Though superficially composed, during Jordan’s interactions with friends and colleagues, like best friend PJ (fellow triple-hyphenate PJ McCabe), we begin to see through his veneer. Jim’s smile is slightly too manic, his jaw clenched, his eyes too wide.
He’s a man who’s intensely “interested” in everything, particularly where Chinese investment is involved, but has no discernible hobbies, apart from working out. A seethingly insecure individual on an increasingly desperate quest for authenticity, Jim is like Patrick Bateman with a vape pen substituting for homicidal tendencies.
That said, there does seem to be an endemic of violence involving the others who have received those purple envelopes, which are Jim’s only clue to uncovering what it is he’s caught up in.
One part Hollywood satire,3 one part techno-thriller,4 The Beta Test is at it’s best as a blackly comic character and societal study. When Jim has his whole existence dismissed by a would-be investor, all he can do is smile and thank them – “Love the honest, love that”.
There’s a not-so veiled reference to “Harvey” and the end of consequence-free abuse5, and a suggestion that men like Jim cannot be left to their own devices.
Kenneth Wales’ cinematography is a cool but vibrant, Jeffrey Campbell Binner’s classical score lending an ironic touch of class and a certain Eyes Wide Shut kinkiness.
The Beta Test is, no pun intended, a class affair.
The Beta Test is now available to rent and buy
- No relationship of the beloved Winnie the Pooh voice actor.

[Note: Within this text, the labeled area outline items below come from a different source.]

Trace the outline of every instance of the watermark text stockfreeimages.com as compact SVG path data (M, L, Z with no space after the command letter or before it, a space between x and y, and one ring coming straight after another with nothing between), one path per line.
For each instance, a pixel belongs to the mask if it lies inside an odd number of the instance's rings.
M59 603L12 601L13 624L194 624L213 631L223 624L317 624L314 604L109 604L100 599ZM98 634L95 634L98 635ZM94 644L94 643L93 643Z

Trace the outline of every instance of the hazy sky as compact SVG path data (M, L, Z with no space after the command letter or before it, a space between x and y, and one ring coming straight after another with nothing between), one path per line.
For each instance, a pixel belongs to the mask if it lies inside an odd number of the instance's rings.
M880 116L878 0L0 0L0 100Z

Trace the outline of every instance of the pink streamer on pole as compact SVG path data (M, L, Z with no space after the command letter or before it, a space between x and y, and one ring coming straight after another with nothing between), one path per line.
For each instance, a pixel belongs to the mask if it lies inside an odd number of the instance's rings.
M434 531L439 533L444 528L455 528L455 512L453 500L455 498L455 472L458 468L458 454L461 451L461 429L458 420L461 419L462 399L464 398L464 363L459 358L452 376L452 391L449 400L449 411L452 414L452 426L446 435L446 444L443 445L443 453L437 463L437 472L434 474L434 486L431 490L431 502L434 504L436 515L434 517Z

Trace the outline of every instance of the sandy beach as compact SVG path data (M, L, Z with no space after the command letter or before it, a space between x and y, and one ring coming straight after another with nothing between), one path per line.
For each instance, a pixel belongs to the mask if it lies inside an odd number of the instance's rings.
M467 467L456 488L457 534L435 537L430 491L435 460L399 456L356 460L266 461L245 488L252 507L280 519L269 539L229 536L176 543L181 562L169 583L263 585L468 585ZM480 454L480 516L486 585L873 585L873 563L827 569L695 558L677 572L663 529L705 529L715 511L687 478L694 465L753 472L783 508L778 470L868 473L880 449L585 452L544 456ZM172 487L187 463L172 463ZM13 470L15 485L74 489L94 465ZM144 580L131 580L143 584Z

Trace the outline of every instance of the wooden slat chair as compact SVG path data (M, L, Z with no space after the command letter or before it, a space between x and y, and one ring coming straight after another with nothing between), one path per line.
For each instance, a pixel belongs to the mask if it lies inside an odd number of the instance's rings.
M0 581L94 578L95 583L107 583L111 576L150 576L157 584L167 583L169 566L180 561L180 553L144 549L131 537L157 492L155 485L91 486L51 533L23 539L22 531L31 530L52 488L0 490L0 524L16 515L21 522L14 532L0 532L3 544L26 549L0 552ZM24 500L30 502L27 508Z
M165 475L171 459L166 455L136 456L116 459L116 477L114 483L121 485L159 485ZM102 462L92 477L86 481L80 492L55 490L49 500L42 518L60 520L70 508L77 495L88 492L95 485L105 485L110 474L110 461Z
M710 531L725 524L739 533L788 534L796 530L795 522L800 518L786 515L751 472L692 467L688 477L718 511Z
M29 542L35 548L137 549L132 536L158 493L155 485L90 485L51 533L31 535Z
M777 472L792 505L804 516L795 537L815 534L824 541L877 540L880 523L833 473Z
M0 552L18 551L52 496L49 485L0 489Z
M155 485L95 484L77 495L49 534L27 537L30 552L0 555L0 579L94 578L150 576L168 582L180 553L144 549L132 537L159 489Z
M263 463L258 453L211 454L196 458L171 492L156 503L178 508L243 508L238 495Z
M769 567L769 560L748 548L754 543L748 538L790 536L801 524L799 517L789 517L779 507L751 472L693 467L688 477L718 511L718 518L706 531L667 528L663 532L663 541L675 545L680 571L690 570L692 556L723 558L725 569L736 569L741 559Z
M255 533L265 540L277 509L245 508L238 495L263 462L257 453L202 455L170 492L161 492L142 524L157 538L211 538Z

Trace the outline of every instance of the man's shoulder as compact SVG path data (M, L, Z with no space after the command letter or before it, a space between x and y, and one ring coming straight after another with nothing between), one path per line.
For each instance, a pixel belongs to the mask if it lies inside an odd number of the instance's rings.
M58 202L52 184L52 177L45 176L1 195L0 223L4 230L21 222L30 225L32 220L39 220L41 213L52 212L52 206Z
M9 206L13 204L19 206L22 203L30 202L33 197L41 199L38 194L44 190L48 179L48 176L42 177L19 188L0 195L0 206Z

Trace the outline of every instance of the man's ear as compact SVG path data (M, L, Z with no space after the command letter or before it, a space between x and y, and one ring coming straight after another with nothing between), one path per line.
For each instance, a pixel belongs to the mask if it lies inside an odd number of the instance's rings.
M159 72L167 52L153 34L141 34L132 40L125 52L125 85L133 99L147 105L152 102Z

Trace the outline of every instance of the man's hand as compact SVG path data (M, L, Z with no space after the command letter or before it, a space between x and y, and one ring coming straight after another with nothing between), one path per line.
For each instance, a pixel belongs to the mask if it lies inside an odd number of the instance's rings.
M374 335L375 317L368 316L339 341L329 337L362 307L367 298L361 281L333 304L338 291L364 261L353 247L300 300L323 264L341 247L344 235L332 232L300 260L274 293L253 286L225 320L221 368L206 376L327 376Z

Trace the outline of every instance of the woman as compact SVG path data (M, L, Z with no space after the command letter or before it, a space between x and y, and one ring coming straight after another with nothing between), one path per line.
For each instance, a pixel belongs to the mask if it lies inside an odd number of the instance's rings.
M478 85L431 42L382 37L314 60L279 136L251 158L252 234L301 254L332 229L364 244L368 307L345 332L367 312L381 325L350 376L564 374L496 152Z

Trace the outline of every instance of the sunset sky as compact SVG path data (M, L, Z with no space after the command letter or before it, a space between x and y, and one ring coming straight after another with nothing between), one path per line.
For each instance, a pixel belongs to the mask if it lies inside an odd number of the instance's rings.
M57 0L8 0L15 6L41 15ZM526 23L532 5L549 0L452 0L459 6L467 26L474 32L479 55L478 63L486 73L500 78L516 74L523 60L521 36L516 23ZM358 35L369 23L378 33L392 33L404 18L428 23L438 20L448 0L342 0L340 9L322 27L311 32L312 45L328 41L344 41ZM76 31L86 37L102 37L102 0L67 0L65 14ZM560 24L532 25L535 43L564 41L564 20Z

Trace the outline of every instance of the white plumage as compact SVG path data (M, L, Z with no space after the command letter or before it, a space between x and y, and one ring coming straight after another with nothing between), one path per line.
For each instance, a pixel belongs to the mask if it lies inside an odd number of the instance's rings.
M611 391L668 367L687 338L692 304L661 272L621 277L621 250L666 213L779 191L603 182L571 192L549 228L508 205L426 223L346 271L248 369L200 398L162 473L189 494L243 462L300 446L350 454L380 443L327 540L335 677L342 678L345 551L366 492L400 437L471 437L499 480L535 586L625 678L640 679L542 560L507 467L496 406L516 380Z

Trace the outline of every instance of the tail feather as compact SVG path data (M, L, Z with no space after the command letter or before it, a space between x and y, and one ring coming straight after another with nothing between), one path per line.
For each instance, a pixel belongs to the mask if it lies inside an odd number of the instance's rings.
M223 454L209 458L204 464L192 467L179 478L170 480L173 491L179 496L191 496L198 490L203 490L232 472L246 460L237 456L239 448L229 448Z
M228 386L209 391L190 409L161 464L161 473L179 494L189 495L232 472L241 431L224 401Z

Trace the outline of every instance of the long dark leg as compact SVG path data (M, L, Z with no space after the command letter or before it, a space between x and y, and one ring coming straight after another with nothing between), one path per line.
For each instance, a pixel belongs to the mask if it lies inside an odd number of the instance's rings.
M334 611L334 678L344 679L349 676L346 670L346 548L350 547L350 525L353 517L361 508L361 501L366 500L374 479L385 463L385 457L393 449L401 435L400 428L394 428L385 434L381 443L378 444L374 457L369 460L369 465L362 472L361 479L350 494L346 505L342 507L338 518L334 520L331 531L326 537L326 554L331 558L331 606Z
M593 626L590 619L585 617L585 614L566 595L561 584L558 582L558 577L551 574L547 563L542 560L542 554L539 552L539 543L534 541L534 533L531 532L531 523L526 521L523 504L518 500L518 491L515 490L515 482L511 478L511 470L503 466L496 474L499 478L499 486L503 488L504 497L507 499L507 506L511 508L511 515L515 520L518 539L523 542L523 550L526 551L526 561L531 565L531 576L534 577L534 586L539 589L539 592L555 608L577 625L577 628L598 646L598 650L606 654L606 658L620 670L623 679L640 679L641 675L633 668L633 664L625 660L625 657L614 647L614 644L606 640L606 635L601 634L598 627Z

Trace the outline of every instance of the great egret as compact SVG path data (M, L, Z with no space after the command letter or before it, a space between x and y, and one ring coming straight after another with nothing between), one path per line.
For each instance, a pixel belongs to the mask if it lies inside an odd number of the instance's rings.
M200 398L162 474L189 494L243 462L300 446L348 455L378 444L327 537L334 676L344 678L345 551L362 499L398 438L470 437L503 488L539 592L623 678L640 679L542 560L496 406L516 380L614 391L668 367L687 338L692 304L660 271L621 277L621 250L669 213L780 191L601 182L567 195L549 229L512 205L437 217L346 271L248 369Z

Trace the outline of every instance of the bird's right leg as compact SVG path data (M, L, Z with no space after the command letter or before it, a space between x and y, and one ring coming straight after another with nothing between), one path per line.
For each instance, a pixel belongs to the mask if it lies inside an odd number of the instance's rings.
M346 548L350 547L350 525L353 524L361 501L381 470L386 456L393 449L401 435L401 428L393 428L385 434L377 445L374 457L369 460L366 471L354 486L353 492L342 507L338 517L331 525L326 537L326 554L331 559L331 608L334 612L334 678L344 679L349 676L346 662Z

- Further options include preferred role (Top-Bottom-Sub-Dom-etc.), other criteria graded on 1-5 scale, and, most thoughtfully, a blank space for you t fill in your preferred musical accompaniment
- The agency’s main tactic seems to be attacking the WGA.
- There’s a plot thread about data mining that, while no longer quite as ripped-from-the-headlines, still holds some resonance.
- Though Jim does toxically tear into his PA when he’s feeling insecure: “How are you going to be better tomorrow?”.